I saw in a book that differentiated the volume of a cylinder $V= \pi r^2 l$ like this.

\begin{align*} V &= \pi r^2 l\\ \implies \ln(V) &= \ln\left(\pi r^2 l\right)\\ &= \ln(\pi)+\ln\left(r^2\right)+\ln(l)\\ &= \ln(\pi)+2\ln(r)+\ln(l)\\ \implies \frac{dV}{V} &= 0+2\frac{dr}{r}+\frac{dl}{l} \end{align*}

Where $r$ is the radius of the cross-section of the cylinder's base, and $l$ is the height of the cylinder.

At first, they took the natural logarithm on both sides and then differentiated it (I don't know w.r.t. what), and then they got this result.

Can someone please explain how this is done?

Answer 1

It's a shortcut.

$V=\pi r^2l$

$dV=\frac{\partial V}{\partial r}dr + \frac{\partial V}{\partial l}dl$

$dV=2\pi r l dr + \pi r^2dl$

$\frac{dV}{V}=\frac{2}{r}dr+\frac{dl}{l}$

Answer 2

They're not differentiating with respect to anything; that is, they're not calculating the derivative with respect to anything.

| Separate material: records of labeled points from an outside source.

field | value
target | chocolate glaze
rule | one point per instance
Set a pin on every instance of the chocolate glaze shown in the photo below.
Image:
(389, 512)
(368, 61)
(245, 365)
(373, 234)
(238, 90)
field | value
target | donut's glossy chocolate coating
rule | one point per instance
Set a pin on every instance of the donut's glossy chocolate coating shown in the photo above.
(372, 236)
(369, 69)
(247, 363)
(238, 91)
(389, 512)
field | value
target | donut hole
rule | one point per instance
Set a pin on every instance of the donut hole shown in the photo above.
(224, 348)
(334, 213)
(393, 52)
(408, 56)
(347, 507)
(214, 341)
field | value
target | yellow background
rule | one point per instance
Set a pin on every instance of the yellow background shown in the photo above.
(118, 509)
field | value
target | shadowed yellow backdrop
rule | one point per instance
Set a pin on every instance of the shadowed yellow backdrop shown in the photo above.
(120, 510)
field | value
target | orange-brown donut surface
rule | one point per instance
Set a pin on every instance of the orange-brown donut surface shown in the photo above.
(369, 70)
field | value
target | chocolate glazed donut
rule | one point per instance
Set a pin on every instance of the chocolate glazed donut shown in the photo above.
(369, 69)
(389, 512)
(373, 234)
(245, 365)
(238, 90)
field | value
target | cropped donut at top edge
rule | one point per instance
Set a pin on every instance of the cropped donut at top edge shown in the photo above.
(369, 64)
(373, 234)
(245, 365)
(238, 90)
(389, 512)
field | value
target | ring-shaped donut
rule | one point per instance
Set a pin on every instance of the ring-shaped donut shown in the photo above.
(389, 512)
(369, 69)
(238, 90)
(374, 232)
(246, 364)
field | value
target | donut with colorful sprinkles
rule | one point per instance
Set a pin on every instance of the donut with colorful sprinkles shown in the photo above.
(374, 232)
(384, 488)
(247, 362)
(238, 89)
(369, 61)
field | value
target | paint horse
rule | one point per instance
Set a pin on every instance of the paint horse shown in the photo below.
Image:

Instead, they're just differentiating; that is, they're calculating the differential. If you want to know about the derivative with respect to something (say time $ t $), then you divide by its differential (say, divide by $ \mathrm d t $), and now you've differentiated with respect to something. But until then, it's just the differential, which is absolute.

Formally, you can think of the differential as a derivative with respect to an unspecified variable; or treat $ V $, $ l $, and $ r $ as names for functions and interpret $ \mathrm d V $ as $ V ' $ etc. But in applied math, we usually don't worry about this formality. (As long as somebody has made it rigorous at some point, you know that you can just do it.)

Note that if you combine the Chain Rule with the fact that the derivative of the natural-logarithm function is the reciprocal function, you find that the derivative of $ \ln u $ (for any differentiable quantity $ u $) with respect to $ x $ (for any independent variable $ x $) is $ \frac { \mathrm d } { \mathrm d x } ( \ln u ) = \frac 1 u \, \frac { \mathrm d u } { \mathrm d x } $. Now to make this not refer to $ x $ at all, you multiply both sides by $ \mathrm d x $ to get the Natural-Logarithm Rule for differentials: $ \mathrm d ( \ln u ) = \frac 1 u \, \mathrm d u $. This is the rule that's being applied, in three separate places, in the last step. If you think of every special function as giving you a rule for differentials, rather than a derivative, then you almost never have to apply the Chain Rule explicitly (because it's been incorporated into all of the various rules for differentials.)